Ha! A valid question. Classic Gemini? My husband used to call me “curveball” because of a particularly nutty email exchange we had while I was doing pre-dissertation research in Malawi. One day I sent him a message about how all the pieces of my project were falling into place, how I had made all these important contacts, how my language skills had progressed, and so forth. Less than 24 hours later, I sent him a message telling him I had decided to turn down my grant, leave grad school, and enroll full-time in art school to become an illustrator. I remember being really irritated when he thought I might be acting impulsively.
But I have never looked back. The truth is, I have wanted to be a book illustrator my entire life. I have never lost my love of children’s books and children’s book art. I have always drawn, made, sculpted, built, collaged, what have you, but somehow didn’t realize it was a job I could have. Turns out being an illustrator is not only great because I get to draw all the time, but also because it requires that I constantly immerse myself in new subject areas.

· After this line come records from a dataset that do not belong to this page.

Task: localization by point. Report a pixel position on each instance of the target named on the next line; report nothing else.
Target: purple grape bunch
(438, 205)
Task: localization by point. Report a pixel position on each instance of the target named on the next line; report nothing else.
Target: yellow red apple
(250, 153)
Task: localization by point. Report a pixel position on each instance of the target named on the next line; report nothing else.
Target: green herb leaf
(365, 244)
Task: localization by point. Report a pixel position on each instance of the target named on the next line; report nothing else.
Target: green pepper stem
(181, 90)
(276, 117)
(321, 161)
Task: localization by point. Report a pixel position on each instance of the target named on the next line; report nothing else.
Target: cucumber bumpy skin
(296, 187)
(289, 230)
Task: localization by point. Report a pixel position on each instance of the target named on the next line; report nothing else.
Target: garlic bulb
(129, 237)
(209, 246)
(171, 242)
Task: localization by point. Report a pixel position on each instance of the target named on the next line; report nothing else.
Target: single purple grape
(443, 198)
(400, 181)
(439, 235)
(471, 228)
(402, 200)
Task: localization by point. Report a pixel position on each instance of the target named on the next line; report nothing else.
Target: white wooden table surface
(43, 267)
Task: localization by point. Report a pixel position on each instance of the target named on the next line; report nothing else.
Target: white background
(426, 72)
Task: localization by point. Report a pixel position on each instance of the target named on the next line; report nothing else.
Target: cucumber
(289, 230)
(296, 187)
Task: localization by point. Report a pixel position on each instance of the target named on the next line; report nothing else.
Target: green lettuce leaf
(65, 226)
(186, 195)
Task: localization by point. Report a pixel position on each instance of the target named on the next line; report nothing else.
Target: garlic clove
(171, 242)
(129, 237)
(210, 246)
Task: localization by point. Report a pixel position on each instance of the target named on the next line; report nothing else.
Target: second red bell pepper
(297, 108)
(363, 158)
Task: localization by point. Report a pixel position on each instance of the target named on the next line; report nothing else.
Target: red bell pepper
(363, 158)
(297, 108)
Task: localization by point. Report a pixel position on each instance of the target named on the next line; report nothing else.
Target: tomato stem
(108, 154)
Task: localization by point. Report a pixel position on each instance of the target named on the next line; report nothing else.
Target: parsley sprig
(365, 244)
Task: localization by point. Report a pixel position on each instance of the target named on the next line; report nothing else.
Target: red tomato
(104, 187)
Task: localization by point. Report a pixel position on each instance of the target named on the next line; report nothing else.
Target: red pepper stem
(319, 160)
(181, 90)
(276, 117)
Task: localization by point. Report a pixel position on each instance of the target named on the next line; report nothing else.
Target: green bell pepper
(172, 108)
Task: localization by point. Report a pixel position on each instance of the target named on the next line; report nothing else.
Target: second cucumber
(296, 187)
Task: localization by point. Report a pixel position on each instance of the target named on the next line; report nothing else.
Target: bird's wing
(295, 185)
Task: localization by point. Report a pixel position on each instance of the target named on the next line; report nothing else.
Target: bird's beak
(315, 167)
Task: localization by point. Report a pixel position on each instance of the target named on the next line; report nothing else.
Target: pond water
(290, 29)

And, unlike the academic writing I was doing before, my illustrations let me communicate with all kinds of people, and lots of them.
You were with 23andMe at the beginning and have been involved with the company off and on through that whole time. What do you see as the biggest changes in people’s perception of genetics in that time? What do you think 23andMe’s role has been in all that?
When we started out ten years ago, the idea of personal genomics was a complete unknown for most people, myself included! The company had a ton of work to do just making people comfortable with the notion that individuals could access their genetic information and use it responsibly. There were a handful of companies on the market at the time, some more reputable and scientifically sound than others, and 23andMe worked hard to gain the trust of both consumers and the scientific community. Ten years later, many people have accepted that genetic data provides the next frontier in personalized medicine, and 23andMe is a trusted part of this change. From the very beginning, 23andMe has taken education very seriously and understood that the company has a responsibility to their customers to make sure they understand what their data is telling them. I think it is that commitment to education and transparency that has helped transform the industry into what it is today.